What Makes the Becoming a Man Program Successful?

This qualitative study looks at the Becoming a Man (BAM) program, an in-school group-process intervention designed to help young men navigate difficult circumstances that threaten their future. This study explores how young people develop in the context of BAM programming in Chicago Public Schools and highlights the most effective components of the program.

What We Did

This research involved semi-structured interviews with a sample of 29 youth and 10 counselors who participated in the program in the 2014-15 academic year. Analysis identified and compared key themes. Past randomized control trials have shown statistically significant, positive impacts on education outcomes and justice system involvement for BAM participants (Heller, Pollack, Ander & Ludwig, 2013; Heller et al., 2016). This qualitative study was designed to illustrate how the program is working.

What We Found

Five core components of Becoming a Man work together to foster youth engagement and positive development:

  1. Safe space: Youth referred to the BAM room as a safe, welcoming and respectful space.
  2. Core values: All youth provided examples of how they apply the core values of the program, which include integrity, self-determination, positive anger expression, accountability, respect for womanhood and goal setting.
  3. Activities and missions: These provide youth a way to experience, reflect on and internalize values.
  4. Check-ins: Every BAM meeting starts with each member reflecting on how they feel physically, intellectually, emotionally, and spiritually.
  5. Relationships: A sense of community and trust is built through the relationship to the counselor and to each other.

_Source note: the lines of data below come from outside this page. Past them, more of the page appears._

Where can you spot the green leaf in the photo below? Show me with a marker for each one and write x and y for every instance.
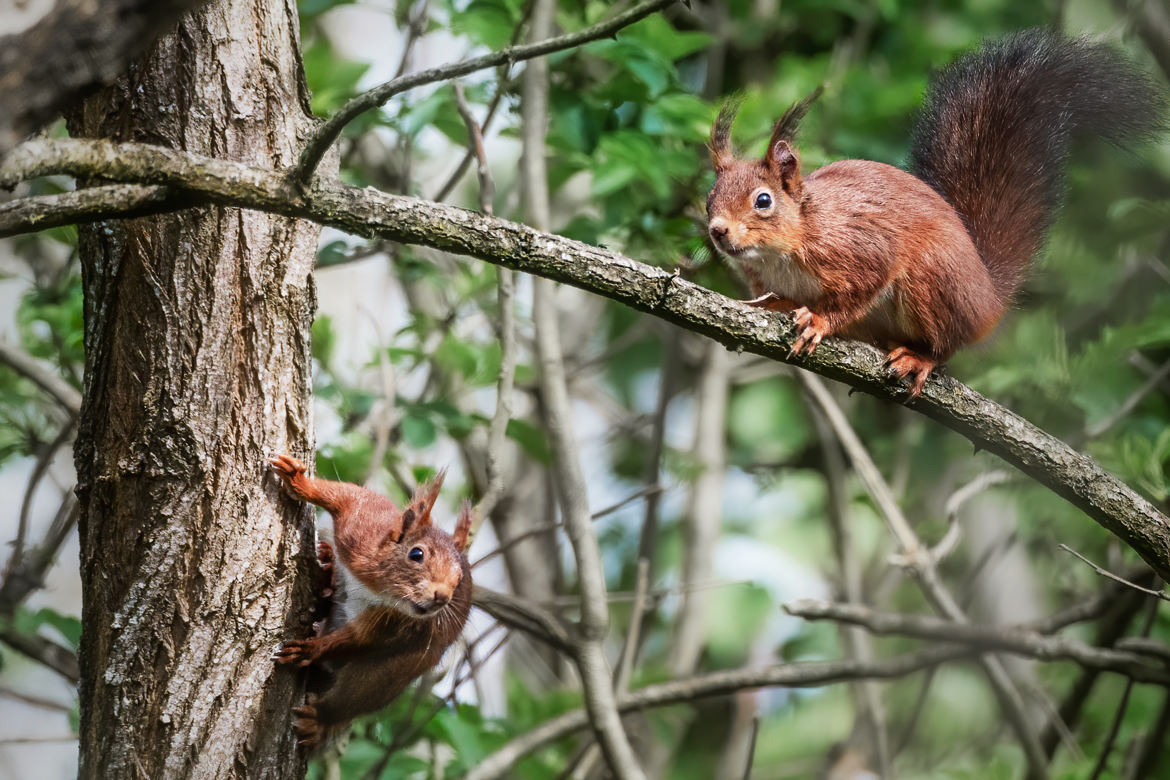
(419, 432)
(334, 253)
(531, 440)
(28, 622)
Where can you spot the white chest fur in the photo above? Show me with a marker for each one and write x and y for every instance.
(779, 274)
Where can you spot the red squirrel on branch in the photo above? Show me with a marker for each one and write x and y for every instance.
(923, 263)
(407, 592)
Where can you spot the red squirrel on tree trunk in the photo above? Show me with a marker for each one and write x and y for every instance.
(923, 263)
(407, 592)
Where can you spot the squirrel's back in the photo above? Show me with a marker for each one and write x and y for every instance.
(996, 126)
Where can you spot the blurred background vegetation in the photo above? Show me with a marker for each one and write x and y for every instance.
(407, 354)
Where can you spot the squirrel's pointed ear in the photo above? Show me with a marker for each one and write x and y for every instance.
(721, 136)
(783, 161)
(463, 526)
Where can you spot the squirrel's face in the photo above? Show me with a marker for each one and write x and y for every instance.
(425, 573)
(749, 208)
(755, 206)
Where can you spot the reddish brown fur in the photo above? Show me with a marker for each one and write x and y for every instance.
(422, 606)
(864, 249)
(874, 253)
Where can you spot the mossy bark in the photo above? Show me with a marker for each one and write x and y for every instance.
(197, 361)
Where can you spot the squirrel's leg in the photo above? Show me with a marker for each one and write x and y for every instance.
(355, 636)
(329, 495)
(771, 302)
(830, 313)
(366, 684)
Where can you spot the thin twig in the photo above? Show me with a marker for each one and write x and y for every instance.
(1123, 704)
(955, 502)
(506, 297)
(720, 683)
(587, 759)
(589, 654)
(501, 74)
(1014, 640)
(1103, 572)
(43, 460)
(917, 558)
(329, 131)
(504, 546)
(751, 747)
(857, 643)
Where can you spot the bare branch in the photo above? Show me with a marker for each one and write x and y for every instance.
(43, 377)
(48, 653)
(721, 683)
(916, 557)
(26, 505)
(1123, 704)
(328, 132)
(566, 471)
(369, 213)
(1103, 572)
(506, 298)
(1011, 639)
(89, 204)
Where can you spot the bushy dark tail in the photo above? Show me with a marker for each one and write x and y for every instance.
(996, 126)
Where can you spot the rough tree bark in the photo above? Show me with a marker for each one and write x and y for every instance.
(75, 47)
(197, 361)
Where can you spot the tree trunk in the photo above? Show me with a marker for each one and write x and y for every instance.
(197, 363)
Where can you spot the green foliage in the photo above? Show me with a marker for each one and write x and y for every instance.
(627, 168)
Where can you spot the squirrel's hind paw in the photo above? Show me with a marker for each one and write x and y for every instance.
(309, 731)
(903, 363)
(301, 653)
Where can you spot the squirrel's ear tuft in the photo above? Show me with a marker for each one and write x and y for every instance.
(418, 509)
(784, 163)
(463, 526)
(721, 135)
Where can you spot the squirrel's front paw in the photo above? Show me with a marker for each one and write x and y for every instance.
(301, 653)
(812, 328)
(287, 467)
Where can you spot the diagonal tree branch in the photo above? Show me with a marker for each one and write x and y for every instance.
(1053, 463)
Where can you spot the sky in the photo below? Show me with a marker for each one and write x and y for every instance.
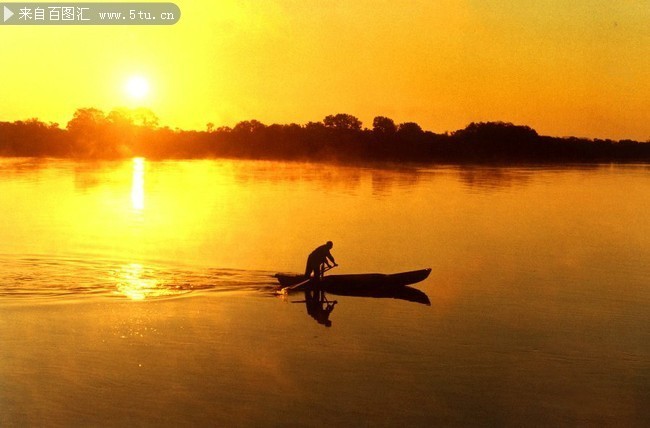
(566, 68)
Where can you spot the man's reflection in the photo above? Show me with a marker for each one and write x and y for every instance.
(318, 306)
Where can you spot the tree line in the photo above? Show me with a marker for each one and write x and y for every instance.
(122, 133)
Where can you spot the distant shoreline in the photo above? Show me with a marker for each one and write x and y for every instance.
(92, 134)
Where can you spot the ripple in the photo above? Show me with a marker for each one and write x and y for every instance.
(37, 278)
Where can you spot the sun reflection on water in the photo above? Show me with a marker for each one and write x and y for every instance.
(137, 283)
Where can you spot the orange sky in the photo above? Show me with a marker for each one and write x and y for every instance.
(565, 68)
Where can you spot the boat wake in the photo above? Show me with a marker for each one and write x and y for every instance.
(39, 278)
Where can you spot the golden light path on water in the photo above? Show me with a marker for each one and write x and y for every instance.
(133, 279)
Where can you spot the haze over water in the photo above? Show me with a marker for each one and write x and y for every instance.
(539, 294)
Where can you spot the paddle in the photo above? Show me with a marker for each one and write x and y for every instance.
(293, 287)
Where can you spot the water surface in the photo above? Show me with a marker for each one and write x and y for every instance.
(141, 292)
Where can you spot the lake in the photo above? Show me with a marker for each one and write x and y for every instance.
(141, 293)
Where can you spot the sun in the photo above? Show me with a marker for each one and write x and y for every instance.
(137, 87)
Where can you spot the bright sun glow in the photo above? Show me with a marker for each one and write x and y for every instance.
(137, 87)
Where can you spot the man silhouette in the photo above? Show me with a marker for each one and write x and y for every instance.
(317, 258)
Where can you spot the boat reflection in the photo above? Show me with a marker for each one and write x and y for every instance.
(320, 307)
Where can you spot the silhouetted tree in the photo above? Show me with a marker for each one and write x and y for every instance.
(342, 121)
(383, 126)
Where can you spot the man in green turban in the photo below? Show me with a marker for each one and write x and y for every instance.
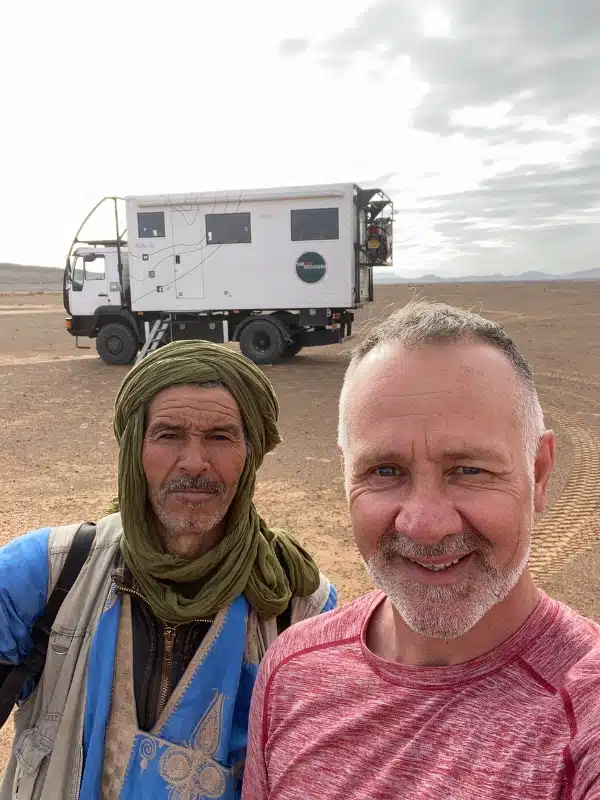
(153, 655)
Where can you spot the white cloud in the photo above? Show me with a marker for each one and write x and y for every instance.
(476, 120)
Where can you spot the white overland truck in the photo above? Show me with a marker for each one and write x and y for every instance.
(273, 269)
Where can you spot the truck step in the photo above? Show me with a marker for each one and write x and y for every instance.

A sense of “belonging” is a key mechanism through which the program works. This emerges as the result of three social and emotional processes practiced through BAM participation. First, understanding, contributing to, and enacting the social norms of the BAM groups. Second, using BAM core values and supportive relationships to build a sense of control over one’s future. And third, developing a stronger understanding of their own and others’ emotional states and using language to express themselves.

What It Means

For the operation of this program:

  • The responsibilities of the counselors need to be explicit and ongoing training robust.
  • The curriculum should have greater emphasis on linking core values to events and emotions raised during check-ins.
  • Schools need to provide a dedicated room for the program, and integrate the BAM counselors with other key school staff.
  • Conditions that lead to youth removal from the program, and the process for doing so, need to be clear.

The influence of group involvement on identity development warrants further study. BAM creates the foundation for developing trusting relationships and identity exploration. Understanding how youth’s sharing of their stories, and how those are experienced by others in the group, would further knowledge about how narrative identity development evolves and how social interventions can effectively influence the process.

Recommended Citation
Lansing, J., & Rapoport, E. (2016). Bolstering belonging in B.A.M. and beyond: Youth Guidance’s Becoming a Man (B.A.M.) program components, experiential processes, and mechanisms. A report to Youth Guidance. Chicago, IL: Chapin Hall at the University of Chicago.